Lindsay Mitchell discusses Family First’s report on Fertility

NewstalkZB 18 November 2020
New Zealand has just recorded its lowest-ever fertility rate.

The latest quarterly data from Stats NZ showed the ratio of births to the number of women of child-bearing age was now 1.63 – well below the 2.1 ratio needed to keep the population growing.

Or, below the number needed for a woman to replace herself and her partner.

What that translated to, is that without migration, the population would join others around the world that are shrinking.

In the year to September 2019, there were more than 59,000 babies born in New Zealand.

By the same time this year, there were 1300 fewer born over the year.

The downward trend was not a blip on the radar – it has been a trend over the past decade, said Kim Dunstan, a senior demographer with Stats NZ.

“They’ve shown a steady decline since about 2010, when the total fertility rate was about 2.2 births per woman.”

Dunstan said reasons were less about biology than social and economic factors.

The trend was likely influenced by the rising cost and shortage of housing, which is reflected in the data that shows the decline was greatest among those aged under 35.

“Fertility rates among older women, though, 35 to 50 years, remain relatively the same as they were a decade ago.”

Dunstan said involuntary infertility – that included men – could also be a factor.

“But generally, the trend we’re seeing in New Zealand and in other countries around the world is around voluntary choice to have children, or not, and for those having children it’s about the number they have over their lifetime.” 

Kerre McIvor: Who can blame people for choosing not to have children?
NewsTalk ZB 19 November 2020
The old adage when it comes to children is one for mum, one for dad and one for the country, but the fertility rate among New Zealand women had fallen to the lowest level on record 1.63 – not even one for dad.

Statistics NZ figures show the fertility rate hovered around 2 for much of this century, even getting above the 2.1 replacement level in several years.  But in the past five years, figures have trended downwards.

Lindsay Mitchell spoke to Heather du Plessis-Allan last night about a report on declining birth rates she wrote for Family First and she believes women want to have children; they just don’t realise there’s a time limit on their fertility.

We need to replace our ageing population.  We need people to do the jobs the elderly can’t and we need the tax base a younger working population provides.  So we either grow our own people or we import them.  Though it’s probably cheaper to import them.

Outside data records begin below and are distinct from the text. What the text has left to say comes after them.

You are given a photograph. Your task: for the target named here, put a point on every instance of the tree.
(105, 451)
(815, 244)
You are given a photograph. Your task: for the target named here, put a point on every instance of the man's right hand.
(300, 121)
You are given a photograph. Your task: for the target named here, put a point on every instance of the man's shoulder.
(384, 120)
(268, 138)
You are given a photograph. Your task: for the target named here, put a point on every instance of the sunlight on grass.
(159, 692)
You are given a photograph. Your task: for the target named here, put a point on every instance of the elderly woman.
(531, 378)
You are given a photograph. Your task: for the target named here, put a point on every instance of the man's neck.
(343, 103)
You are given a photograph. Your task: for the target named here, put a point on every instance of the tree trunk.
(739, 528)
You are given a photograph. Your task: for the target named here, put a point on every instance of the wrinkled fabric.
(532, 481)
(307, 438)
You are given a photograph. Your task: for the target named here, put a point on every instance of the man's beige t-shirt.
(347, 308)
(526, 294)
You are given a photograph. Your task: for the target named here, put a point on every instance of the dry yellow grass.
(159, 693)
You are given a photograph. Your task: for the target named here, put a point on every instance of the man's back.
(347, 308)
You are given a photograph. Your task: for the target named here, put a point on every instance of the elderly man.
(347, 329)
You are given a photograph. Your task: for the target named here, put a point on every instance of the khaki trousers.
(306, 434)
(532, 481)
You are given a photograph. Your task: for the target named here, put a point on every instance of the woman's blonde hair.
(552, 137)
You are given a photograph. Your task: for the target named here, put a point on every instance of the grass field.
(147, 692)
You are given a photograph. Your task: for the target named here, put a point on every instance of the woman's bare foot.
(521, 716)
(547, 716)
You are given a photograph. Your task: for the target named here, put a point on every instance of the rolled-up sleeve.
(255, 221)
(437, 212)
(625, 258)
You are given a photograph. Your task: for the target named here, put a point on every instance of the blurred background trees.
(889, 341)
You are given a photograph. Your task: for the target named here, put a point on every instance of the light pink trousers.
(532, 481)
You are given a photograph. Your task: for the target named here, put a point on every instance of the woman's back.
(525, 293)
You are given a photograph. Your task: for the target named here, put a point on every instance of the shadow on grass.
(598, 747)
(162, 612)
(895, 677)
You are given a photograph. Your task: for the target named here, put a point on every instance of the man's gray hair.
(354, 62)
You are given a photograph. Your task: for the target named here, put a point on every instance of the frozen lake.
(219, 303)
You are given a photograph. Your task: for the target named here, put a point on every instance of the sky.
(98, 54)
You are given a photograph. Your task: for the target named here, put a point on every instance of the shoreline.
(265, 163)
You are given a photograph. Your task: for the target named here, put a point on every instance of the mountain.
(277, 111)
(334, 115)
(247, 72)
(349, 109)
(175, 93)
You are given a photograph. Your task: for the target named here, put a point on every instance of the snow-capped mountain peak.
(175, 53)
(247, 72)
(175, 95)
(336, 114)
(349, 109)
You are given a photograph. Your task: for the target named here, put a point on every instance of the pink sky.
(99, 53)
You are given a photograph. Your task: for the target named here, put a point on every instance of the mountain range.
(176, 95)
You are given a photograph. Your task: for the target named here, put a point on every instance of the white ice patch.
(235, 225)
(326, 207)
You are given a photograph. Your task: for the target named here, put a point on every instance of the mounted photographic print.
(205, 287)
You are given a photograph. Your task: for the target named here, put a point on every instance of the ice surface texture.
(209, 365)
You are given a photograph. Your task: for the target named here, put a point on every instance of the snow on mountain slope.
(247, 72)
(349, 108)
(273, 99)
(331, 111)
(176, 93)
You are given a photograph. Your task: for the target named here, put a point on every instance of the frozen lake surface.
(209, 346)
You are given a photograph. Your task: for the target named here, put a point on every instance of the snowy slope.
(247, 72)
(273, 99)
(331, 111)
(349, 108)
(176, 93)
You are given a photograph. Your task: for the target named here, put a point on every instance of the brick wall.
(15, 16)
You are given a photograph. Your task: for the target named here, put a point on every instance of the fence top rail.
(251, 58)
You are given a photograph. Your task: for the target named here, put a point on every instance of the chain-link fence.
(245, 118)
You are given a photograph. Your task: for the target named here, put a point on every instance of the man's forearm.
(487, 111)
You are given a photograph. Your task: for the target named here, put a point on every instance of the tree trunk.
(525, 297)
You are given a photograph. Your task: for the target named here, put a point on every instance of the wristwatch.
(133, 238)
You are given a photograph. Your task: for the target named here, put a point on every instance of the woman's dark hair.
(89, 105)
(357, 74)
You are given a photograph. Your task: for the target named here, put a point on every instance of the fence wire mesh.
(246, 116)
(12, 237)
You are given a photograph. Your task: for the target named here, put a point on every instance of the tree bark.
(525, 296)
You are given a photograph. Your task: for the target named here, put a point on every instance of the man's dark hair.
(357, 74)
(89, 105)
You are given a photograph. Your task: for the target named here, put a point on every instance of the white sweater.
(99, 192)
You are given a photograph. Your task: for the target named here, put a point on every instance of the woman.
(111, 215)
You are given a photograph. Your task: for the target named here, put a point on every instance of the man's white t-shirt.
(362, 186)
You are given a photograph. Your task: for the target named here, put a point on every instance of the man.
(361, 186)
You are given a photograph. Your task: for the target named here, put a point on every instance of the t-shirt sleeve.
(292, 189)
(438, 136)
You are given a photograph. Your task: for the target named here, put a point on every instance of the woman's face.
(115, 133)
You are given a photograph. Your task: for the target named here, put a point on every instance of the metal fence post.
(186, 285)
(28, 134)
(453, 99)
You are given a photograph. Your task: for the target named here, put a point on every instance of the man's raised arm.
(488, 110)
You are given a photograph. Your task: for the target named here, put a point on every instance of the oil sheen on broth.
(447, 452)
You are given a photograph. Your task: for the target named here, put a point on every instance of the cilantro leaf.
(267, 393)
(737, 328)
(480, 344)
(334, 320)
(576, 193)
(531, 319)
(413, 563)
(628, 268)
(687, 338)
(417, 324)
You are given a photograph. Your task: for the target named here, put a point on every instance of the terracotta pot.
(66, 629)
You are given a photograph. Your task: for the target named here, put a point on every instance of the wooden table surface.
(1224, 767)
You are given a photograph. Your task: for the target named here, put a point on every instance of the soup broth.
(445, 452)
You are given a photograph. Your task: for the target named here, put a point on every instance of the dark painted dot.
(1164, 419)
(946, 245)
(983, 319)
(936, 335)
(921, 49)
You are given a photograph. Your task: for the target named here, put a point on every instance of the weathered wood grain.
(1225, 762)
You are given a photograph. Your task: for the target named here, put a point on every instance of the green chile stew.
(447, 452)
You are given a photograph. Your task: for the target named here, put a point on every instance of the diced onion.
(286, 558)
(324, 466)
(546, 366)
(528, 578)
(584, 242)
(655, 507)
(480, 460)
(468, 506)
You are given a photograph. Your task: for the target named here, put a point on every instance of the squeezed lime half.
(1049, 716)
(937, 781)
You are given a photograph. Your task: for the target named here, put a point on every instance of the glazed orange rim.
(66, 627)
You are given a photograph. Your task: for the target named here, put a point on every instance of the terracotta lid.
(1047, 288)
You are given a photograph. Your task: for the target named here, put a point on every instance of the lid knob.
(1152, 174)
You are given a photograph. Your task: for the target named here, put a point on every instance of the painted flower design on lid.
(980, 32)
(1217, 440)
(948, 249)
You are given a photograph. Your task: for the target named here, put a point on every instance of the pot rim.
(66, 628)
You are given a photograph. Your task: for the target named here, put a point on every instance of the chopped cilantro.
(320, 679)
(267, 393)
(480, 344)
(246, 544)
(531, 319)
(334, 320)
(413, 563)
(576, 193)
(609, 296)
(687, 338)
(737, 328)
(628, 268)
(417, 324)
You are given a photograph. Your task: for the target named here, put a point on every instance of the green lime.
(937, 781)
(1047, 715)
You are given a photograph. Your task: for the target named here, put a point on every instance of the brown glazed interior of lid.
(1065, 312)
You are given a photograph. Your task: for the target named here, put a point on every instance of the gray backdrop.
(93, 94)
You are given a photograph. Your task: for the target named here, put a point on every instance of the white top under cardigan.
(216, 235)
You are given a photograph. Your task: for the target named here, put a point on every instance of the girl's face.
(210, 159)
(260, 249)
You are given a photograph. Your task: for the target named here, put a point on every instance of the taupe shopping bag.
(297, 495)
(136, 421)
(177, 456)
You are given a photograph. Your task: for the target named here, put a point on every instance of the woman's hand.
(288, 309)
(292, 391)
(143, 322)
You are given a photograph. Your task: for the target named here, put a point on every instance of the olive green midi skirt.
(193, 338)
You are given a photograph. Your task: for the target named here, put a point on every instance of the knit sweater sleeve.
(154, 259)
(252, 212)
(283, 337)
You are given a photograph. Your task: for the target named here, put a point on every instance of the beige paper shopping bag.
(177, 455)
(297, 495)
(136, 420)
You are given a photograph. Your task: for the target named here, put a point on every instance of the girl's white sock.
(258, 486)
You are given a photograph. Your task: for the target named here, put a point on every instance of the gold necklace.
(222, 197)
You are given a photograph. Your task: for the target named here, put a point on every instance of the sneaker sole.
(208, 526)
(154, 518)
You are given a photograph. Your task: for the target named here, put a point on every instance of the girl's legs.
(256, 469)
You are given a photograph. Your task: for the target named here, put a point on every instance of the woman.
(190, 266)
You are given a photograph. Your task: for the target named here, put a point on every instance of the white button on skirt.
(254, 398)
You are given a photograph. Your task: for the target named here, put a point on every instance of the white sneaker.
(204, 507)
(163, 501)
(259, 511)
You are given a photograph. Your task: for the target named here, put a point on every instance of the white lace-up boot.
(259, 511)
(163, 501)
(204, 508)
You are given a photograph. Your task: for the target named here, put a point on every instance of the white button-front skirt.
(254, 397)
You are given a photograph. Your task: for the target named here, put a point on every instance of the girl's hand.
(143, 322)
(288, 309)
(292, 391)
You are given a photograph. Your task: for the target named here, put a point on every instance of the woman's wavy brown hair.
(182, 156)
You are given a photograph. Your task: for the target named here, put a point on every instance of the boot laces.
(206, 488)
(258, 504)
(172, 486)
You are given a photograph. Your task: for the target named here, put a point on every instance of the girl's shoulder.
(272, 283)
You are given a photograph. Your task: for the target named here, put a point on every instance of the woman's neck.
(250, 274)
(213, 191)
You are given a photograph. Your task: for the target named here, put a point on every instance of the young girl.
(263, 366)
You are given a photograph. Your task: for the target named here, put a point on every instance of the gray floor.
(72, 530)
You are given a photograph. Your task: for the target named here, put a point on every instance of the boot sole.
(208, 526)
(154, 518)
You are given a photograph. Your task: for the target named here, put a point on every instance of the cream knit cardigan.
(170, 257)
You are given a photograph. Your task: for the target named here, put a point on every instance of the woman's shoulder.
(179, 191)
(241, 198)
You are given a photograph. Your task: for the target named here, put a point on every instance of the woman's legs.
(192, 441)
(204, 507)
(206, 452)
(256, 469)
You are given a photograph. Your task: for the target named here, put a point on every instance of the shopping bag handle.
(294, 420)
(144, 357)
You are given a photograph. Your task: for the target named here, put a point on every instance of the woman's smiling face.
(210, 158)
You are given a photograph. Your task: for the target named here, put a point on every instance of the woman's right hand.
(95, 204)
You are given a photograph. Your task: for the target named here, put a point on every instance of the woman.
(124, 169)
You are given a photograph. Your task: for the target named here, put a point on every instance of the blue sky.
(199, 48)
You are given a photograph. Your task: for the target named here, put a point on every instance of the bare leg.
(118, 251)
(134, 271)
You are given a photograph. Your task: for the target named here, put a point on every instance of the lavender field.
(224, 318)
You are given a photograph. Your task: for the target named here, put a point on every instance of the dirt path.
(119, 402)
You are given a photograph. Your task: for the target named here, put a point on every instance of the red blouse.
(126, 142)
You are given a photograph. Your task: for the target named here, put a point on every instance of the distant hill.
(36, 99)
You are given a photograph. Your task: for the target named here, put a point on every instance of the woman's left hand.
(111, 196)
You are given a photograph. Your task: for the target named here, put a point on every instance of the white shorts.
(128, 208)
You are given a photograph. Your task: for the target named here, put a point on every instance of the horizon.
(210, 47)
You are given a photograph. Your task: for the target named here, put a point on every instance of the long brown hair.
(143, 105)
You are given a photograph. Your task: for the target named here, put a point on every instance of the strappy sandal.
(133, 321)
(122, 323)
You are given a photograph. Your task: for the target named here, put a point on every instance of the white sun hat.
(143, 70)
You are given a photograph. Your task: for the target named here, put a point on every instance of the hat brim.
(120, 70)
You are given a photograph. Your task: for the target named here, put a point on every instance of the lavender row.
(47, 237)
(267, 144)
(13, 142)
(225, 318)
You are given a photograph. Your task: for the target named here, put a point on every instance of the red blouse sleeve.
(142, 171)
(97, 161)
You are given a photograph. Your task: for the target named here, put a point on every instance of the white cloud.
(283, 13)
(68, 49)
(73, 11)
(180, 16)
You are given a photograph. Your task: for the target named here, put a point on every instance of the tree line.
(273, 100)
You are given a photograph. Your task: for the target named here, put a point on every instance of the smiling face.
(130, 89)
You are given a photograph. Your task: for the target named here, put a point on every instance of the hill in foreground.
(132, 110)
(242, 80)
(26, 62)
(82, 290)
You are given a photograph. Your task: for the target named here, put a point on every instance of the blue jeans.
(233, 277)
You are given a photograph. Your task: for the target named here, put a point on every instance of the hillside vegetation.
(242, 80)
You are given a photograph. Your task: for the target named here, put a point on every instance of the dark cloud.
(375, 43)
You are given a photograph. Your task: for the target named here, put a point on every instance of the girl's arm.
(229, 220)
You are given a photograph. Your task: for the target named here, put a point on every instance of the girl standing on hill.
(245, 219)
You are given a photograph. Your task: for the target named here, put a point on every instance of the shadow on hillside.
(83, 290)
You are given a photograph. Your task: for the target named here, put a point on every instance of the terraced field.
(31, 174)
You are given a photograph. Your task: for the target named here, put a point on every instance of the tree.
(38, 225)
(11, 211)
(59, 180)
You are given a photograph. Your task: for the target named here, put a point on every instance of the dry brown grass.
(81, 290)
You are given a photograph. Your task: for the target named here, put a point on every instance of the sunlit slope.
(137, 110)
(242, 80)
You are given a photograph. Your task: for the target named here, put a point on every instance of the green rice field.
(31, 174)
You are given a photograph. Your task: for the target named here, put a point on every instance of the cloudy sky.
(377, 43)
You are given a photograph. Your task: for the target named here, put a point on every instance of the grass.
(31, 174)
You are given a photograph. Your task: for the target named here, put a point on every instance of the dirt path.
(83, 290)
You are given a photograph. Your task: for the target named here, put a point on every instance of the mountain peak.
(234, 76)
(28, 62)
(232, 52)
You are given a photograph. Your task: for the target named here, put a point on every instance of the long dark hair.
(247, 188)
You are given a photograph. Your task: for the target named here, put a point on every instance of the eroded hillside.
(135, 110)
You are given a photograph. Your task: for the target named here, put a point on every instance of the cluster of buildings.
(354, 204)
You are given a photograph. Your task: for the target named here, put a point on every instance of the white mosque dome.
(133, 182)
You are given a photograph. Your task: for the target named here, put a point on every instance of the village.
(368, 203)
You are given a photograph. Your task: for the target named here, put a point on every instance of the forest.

A declining population means declining productivity and a declining economy.  So it concerns all of us.

There is some evidence to indicate that women who were well educated and had good jobs were deciding to pursue a career rather than have children, but increasingly, as millennials are becoming adults, they’re taking a stance too.

And apparently its millennials who have decided that the world is too miserable a place to bring a child into.  Seriously, who can blame them?

Prioritising your family isn’t valued by society.  We don’t have income splitting for tax purposes.  Housing unaffordability is at an all time high.  Children have been told that the planet is imploding and its all the fault of humans.

Why on earth would you bring a child into the world if you didn’t believe in the future or didn’t think the job of raising a family was a valued and important job?

When times are good, when people are feeling confident, that’s generally when they will have children. If you’re fearful for the future, if you’re hunkering down, if your battening the hatches, that’s when you don’t. So what does that say about the world right now?